WeNet Python Binding

This is a python binding of WeNet.

WeNet is a production first and production ready end-to-end speech recognition toolkit.

The best things of the binding are:

  1. Multiple languages supports, including English, Chinese. Other languages are in development.

  2. Non-streaming and streaming API

  3. N-best, contextual biasing, and timestamp supports, which are very important for speech productions.

  4. Alignment support. You can get phone level alignments this tool, on developing.

Install

Python 3.6+ is required.

pip3 install wenetruntime

Usage

Non-streaming Usage

import sys
import wenetruntime as wenet

wav_file = sys.argv[1]
decoder = wenet.Decoder(lang='chs')
ans = decoder.decode_wav(wav_file)
print(ans)

You can also specify the following parameter in wenet.Decoder

  • lang (str): The language you used, chs for Chinese, and en for English.

  • model_dir (str): is the Runtime Model directory, it contains the following files. If not provided, official model for specific lang will be downloaded automatically.

    • final.zip: runtime TorchScript ASR model.

    • units.txt: modeling units file

    • TLG.fst: optional, it means decoding with LM when TLG.fst is given.

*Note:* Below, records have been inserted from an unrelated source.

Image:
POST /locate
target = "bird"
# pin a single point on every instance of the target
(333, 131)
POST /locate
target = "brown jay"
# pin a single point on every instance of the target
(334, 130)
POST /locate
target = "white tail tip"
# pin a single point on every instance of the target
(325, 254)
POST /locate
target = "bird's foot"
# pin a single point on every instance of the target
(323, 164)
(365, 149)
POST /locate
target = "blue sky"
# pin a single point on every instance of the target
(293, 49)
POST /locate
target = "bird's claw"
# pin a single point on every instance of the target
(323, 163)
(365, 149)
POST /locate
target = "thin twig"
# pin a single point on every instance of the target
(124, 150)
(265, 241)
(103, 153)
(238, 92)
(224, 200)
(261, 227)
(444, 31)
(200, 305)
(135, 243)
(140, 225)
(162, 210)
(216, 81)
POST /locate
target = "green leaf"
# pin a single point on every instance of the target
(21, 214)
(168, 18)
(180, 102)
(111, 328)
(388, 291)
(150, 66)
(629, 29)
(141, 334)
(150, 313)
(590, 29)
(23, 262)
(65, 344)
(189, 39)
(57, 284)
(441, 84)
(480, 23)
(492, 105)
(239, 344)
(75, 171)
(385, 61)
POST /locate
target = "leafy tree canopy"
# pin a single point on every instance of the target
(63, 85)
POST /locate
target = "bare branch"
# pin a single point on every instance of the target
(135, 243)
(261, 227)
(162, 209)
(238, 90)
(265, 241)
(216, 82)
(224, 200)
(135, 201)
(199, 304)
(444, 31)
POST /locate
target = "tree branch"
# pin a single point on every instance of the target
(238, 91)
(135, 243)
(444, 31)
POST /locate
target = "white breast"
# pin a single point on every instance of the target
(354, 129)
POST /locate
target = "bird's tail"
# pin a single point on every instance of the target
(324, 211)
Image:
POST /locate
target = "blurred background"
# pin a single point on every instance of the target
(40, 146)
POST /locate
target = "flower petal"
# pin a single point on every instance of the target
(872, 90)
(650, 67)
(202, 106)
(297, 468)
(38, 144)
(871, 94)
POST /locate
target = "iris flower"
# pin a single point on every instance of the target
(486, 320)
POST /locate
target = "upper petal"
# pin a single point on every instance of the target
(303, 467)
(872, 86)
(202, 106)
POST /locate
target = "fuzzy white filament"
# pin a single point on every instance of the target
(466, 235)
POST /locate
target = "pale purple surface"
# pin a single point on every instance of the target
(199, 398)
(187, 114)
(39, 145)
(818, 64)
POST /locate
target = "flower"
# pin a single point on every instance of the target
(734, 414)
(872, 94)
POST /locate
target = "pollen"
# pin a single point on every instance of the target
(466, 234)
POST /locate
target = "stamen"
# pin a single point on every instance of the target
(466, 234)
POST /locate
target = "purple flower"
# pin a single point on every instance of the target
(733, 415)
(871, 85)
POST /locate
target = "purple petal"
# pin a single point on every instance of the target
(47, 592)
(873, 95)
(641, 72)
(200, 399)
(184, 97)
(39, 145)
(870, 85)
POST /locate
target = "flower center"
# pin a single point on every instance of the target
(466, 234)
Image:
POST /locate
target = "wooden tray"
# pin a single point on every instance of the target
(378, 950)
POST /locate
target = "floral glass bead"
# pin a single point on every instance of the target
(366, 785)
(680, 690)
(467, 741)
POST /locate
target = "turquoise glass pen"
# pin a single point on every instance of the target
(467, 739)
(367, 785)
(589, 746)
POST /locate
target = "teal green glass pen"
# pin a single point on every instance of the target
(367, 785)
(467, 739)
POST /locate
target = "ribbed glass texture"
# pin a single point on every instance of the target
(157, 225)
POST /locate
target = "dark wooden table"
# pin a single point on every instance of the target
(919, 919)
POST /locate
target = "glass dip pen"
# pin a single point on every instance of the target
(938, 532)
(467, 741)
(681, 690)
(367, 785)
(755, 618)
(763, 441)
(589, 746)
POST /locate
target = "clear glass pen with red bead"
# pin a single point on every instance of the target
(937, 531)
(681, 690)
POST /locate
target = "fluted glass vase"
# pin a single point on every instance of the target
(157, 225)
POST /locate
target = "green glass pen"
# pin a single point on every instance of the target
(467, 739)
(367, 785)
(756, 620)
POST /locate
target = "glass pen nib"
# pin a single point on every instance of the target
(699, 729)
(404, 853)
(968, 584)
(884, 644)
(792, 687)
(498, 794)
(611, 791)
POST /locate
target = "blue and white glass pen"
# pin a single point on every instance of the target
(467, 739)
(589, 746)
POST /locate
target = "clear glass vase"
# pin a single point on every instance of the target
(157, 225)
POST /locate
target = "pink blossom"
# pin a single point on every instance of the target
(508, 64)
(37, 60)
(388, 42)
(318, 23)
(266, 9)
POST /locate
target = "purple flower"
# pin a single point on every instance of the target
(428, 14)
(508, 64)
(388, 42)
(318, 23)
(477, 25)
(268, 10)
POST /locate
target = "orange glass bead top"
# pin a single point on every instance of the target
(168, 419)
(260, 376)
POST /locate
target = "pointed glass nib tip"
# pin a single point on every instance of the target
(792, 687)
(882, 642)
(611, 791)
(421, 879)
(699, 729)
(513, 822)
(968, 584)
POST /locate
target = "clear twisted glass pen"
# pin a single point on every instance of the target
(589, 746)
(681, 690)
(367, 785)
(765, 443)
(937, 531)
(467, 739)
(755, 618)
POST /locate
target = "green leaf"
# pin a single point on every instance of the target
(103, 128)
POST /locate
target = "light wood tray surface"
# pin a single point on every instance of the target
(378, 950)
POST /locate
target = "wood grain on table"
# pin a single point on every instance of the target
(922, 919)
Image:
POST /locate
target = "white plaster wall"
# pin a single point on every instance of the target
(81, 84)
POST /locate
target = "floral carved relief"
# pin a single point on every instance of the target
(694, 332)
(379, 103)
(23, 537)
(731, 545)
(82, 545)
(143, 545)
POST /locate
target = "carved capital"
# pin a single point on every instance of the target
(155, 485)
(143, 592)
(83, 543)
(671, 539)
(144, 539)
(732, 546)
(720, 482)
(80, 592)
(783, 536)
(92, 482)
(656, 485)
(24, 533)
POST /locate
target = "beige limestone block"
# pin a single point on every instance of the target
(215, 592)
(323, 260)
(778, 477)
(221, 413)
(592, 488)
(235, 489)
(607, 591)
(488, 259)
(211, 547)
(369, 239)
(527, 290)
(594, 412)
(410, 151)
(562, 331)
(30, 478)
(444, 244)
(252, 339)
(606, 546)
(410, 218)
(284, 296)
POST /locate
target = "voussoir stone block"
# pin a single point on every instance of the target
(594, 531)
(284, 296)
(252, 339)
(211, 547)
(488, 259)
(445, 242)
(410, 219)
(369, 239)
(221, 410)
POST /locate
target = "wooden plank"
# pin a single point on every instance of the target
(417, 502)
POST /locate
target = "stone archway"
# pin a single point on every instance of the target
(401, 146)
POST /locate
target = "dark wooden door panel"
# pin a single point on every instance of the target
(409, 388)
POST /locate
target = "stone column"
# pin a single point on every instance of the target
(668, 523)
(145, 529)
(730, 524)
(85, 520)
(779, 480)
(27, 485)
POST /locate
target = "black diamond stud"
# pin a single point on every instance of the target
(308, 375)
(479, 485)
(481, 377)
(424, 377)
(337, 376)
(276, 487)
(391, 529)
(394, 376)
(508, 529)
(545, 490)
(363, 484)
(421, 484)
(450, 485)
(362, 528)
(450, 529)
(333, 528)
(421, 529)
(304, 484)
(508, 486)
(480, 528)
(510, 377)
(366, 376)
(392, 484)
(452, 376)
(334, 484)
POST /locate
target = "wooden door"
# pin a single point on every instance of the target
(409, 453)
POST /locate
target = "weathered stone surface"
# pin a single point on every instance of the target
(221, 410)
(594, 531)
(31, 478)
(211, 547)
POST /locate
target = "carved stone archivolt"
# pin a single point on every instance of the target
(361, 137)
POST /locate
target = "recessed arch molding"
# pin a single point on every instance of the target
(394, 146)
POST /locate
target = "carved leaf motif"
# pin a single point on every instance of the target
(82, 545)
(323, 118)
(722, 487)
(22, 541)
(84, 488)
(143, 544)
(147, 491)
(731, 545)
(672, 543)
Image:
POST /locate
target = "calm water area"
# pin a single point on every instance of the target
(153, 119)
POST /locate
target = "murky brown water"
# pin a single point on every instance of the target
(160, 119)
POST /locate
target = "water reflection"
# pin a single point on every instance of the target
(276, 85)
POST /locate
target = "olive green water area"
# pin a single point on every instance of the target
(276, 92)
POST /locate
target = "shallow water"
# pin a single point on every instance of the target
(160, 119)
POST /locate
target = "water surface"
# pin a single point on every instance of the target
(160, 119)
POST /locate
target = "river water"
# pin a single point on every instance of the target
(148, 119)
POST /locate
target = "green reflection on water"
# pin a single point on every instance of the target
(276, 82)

    • words.txt: optional, word level symbol table for decoding with TLG.fst

    Please refer https://github.com/wenet-e2e/wenet/blob/main/docs/pretrained_models.md for the details of Runtime Model.

  • nbest (int): Output the top-n best result.

  • enable_timestamp (bool): Whether to enable the word level timestamp.

  • context (List[str]): a list of context biasing words.

  • context_score (float): context bonus score.

  • continuous_decoding (bool): Whether to enable continuous(long) decoding.

For example:

decoder = wenet.Decoder(model_dir,
                        lang='chs',
                        nbest=5,
                        enable_timestamp=True,
                        context=['不忘初心', '牢记使命'],
                        context_score=3.0)

Streaming Usage

import sys
import wave
import wenetruntime as wenet

test_wav = sys.argv[1]

with wave.open(test_wav, 'rb') as fin:
    assert fin.getnchannels() == 1
    wav = fin.readframes(fin.getnframes())

decoder = wenet.Decoder(lang='chs')
# We suppose the wav is 16k, 16bits, and decode every 0.5 seconds
interval = int(0.5 * 16000) * 2
for i in range(0, len(wav), interval):
    last = False if i + interval < len(wav) else True
    chunk_wav = wav[i: min(i + interval, len(wav))]
    ans = decoder.decode(chunk_wav, last)
    print(ans)

You can use the same parameters as we introduced above to control the behavior of wenet.Decoder

Build on Your Local Machine

git clone git@github.com:wenet-e2e/wenet.git
cd wenet/runtime/binding/python
python setup.py install